Another benefit both Randle and Matsumoto pointed to was the ability of the new cell phones to download and upload information remotely. The previous handheld devices had to be placed in a base each night to download the information stored in it.

Putting It to Work

While the NFC technology in the phones is what makes all this possible, it’s the phone’s color screen that helps Metro the most.

“Our original handheld devices only displayed in black and white, but the cell phone enables us to use [its color screen,] and when a TAP card is tapped to the phone, if it’s an invalid card or somehow compromised, the display screen immediately glows red. If it’s a good validation the officer doesn’t have to read anything, it glows green,” Matsumoto explains.

Matsumoto also says that the new system allows them to check for passengers who have valid fare cards, but haven’t validated them before entering the system since Metro’s light rail system isn’t gated.

“We are finding that many of our patrons don’t stop to tap their cards because they feel that they don’t have to and then jump on the train,” Matsumoto says.

“When a patron like that is captured on the handheld validators now ... we are modifying [the screen] so that it will shine yellow meaning the patron is actually carrying a valid monthly pass but they failed to tap before boarding. The fare inspectors will instruct that patron to get off the train and go tap it because [capturing ridership] is a very important feature of the system.”

“When the officer reads the card, they relatively instantly receive more data than we did on the previous devices,” says Randle.

“They can tell on the phone where the patron tagged or validated his card, which station he was at, and they can also scroll through and see the last 10 rides the patron has taken as well as the stored value remaining on the card or what type of pass they are using.”

Advice

Currently Metro has 100 of the new phones in use, but it is acquiring more than six times that amount. Metro Transit has two dozen in use at any time with about six more for spares.

Neither agency allows its law enforcement officers to use the phones as phones, but Metro Transit’s conductors can.

“It’s not a technology issue,” Matsumoto says. “That would be a policy decision because officers are required by their own procedures to communicate by radio. Cell phones are typically personal devices, so we would not want to alter their internal procedures.”

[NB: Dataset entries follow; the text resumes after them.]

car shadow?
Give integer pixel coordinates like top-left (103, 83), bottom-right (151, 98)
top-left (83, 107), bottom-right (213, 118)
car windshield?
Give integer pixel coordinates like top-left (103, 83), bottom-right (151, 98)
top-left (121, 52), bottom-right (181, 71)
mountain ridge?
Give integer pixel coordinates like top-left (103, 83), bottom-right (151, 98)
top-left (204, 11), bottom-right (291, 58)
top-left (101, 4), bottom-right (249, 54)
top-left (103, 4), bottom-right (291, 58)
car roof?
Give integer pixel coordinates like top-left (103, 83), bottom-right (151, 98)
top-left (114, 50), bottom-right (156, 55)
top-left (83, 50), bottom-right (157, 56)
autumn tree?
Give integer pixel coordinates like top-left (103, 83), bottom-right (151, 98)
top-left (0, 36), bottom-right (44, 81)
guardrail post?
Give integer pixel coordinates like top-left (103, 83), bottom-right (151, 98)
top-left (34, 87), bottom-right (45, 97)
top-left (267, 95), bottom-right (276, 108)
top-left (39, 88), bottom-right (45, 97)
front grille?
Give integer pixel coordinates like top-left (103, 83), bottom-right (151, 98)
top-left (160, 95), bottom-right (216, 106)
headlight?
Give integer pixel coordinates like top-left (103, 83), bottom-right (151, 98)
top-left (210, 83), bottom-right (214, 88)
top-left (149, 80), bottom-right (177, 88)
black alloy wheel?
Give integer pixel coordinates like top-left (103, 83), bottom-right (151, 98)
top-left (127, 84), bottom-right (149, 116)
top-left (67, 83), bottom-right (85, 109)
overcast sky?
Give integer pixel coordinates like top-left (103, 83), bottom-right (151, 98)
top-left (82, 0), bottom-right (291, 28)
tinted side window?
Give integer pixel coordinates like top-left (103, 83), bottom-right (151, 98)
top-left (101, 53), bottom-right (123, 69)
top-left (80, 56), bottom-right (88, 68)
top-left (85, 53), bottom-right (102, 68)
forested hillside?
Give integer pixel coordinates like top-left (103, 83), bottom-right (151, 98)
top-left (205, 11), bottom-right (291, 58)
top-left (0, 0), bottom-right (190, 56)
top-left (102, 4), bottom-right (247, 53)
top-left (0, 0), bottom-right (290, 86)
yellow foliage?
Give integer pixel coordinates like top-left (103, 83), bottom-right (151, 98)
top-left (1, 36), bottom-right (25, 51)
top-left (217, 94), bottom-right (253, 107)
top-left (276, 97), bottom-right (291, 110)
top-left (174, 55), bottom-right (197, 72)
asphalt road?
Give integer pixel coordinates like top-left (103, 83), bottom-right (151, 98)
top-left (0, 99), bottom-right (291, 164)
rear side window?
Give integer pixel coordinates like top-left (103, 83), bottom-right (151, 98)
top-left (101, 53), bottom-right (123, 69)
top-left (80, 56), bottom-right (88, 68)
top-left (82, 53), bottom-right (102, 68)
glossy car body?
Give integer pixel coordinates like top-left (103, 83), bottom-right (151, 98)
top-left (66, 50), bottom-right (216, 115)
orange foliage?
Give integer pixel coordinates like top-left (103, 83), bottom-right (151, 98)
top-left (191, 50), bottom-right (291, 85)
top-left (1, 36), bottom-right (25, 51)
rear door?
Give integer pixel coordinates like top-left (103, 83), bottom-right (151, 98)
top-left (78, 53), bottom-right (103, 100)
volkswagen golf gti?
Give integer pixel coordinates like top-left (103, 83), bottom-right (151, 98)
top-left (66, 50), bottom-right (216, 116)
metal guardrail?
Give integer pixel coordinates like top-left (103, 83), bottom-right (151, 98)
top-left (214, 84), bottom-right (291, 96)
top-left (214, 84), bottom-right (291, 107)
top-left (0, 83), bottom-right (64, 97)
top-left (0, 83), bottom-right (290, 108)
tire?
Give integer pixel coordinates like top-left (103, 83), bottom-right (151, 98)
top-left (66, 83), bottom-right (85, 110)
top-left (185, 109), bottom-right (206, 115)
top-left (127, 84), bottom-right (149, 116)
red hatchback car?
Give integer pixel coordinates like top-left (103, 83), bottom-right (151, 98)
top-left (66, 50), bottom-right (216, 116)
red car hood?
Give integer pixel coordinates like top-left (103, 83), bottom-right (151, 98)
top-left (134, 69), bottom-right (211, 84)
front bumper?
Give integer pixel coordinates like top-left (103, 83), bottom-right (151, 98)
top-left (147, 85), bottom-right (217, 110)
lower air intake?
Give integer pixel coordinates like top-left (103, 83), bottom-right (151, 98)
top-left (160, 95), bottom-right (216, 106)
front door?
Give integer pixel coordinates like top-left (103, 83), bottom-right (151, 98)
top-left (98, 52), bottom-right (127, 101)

Despite some challenges, the agencies are happy with the NFC technology on the phones.

“It’s worked out well for us,” Randle says. “Even though the officers were familiar with the technology, the actual use of the devices was challenging. We seem to have large officers with big hands, so hitting the wrong button was a little bit difficult.”

Matsumoto says, “In the future this very same cell phone right now is going through the process of enabling it to actually write to the card. So we are actually exploring using these for small transit operators who may not really need a full functioning farebox, for example, with all of the TAP capabilities.

“[These systems] just want to know if somebody jumps on their bus and we have a reciprocal pass agreement with them or an interagency transfer agreement with them.

“When this customer jumps on their bus it may be a small shuttle, it may be a cutaway, it may not be a full fixed-route bus, but if they have one of these NFC-enabled devices, they will be able to certainly verify that the card is valid. Moreover, it will in the future be able to load potentially like a sale of a transfer to it.

“So that’s the reason why I think for other transit agencies I would really recommend this as a kind of the first step. I think that we’re showing here in LA how tap card tech is really a viable fare collection system for a bus-based system.

“Historically automated fare collection has been launched from rail-based systems that were gated,” Matsumoto says. “Magnetic cards were enabled to get people in and out of fare gates, but in L.A. we have demonstrated that — we’re probably the second largest bus fleet in the nation. We have a very complex fare structure, and we are a regional system with multiple regional partners that are all bus-based, and we’ve been able to demonstrate that smart card tech incorporating things like the NFC validation device can be deployed successfully in a very large regional bus-based program.”